As typical of Asian culture, tradition and order and discipline are important elements of the dining experience.  All the rules aren’t set in stone, but dim sum is expected to begin with hot tea—not a fancy coffee or boba!

Start slow with steamed dishes. Then move on to more adventurous or challenging items like chicken feet, and then on to deep-fried dishes. If the pot of tea is getting low, cock the lid to the side to signal a refill.

For some, myself included, dim sum dessert options are optional and not my favorite part of the overall experience. Plus your pants feel a bit tight by that point.

The typical dessert tasting options are unfamiliar to the American palate and, except for traditional egg tarts with the flaky crust and custard, textures and combinations don’t round off the menu as well as you might like. Unless you opt for a more modern dim sum restaurant that has more refined and tasty options, skip the sugar and save your waistline. But again, no rules.

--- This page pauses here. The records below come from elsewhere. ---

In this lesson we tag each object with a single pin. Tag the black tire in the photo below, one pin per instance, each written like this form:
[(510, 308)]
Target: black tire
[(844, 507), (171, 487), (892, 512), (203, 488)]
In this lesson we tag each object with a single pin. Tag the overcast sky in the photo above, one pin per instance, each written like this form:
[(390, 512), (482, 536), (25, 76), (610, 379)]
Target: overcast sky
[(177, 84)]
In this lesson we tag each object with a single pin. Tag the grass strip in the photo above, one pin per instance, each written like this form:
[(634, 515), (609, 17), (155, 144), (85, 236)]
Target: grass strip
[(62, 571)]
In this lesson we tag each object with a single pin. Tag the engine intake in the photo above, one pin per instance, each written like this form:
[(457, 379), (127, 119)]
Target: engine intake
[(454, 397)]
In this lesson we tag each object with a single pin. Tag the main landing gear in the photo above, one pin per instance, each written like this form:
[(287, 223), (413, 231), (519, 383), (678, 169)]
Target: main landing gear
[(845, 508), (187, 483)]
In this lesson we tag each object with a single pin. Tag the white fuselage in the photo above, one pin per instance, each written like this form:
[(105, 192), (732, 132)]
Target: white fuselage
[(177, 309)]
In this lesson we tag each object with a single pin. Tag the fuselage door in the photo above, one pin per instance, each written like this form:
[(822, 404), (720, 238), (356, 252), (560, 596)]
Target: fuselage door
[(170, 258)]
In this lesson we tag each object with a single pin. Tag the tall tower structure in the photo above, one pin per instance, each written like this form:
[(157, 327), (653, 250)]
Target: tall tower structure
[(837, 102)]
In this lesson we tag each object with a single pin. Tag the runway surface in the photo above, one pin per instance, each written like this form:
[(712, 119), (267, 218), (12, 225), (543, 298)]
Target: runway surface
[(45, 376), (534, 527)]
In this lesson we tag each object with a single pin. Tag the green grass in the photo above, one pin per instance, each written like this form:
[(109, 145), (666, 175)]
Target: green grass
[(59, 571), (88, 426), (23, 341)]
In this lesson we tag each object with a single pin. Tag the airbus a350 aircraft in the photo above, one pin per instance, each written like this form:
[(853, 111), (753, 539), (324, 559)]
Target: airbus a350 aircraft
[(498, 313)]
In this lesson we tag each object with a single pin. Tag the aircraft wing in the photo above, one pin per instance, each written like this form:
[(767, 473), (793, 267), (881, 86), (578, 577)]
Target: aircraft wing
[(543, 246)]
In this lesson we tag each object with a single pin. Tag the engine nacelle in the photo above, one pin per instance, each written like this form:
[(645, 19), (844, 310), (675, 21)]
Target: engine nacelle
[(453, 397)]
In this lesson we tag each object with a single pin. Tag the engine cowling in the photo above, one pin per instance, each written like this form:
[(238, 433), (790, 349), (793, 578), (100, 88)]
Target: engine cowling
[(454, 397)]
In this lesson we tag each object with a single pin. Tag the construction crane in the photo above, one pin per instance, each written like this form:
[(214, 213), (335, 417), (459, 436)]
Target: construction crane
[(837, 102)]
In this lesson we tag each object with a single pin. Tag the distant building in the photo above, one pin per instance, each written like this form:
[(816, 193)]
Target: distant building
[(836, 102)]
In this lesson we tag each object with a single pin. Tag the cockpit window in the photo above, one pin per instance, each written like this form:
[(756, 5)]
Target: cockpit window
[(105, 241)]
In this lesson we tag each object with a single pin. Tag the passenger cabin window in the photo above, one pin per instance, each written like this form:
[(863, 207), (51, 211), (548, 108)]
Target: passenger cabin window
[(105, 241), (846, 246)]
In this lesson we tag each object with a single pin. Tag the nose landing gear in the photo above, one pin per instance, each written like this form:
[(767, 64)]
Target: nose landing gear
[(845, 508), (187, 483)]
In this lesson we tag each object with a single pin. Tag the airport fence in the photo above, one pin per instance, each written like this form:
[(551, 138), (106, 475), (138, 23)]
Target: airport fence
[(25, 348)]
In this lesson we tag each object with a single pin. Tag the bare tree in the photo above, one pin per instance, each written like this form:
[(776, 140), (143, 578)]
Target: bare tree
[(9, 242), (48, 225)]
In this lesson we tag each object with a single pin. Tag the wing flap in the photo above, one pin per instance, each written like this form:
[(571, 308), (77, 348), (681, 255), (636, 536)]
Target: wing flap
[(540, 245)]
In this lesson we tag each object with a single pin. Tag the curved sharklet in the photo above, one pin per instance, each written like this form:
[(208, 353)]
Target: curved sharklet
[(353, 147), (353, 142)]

If during your adventure you summon the nerve to try chicken feet, not so aptly called “phoenix claw,” beware. It is not a dish “rising from the ashes.” It’s basically bones with a strangely gelatinous texture (boiled and sometimes fried chicken feet skin) and some masking sauce. Yet this is a staple for diehard fans. Some believe the collagen in the feet is responsible for youthful skin.

If you are feeling festive or inspired by Chinese New Year approaching, you might consider throwing your own dim sum party. This year the Chinese New Year begins on Saturday, January 28 and lasts for a couple weeks.

There are several dim sum dish options that are relatively easy to make. You’ll find a fair share of challenging ones as well, so do a little research in advance. The main goal is to keep it simple unless you consider yourself autodidactic or a quick self-learner.

While YouTube and websites such as Lucky Peach or Serious Eats have a plethora of tutorials to dive into, I wouldn’t plan on making crystal shrimp (har gow) or XLB soup dumplings if you are a novice. You can easily become overwhelmed finessing the technique or searching for hard-to-find ingredients.

Instead, pick one or two folds to master with easily found dim sum wrappers (located at Asian markets) and have ingredients available to make an occasion out of it, like making tamales. Once your guests craft a few beauties, place them in a stovetop bamboo steamer and pass around the dipping sauce and chopsticks.

Better yet, mark a day on the calendar with friends and plan a dim sum crawl. Or stake out a weekend to soak in a nice new place. It might just be love at first bite.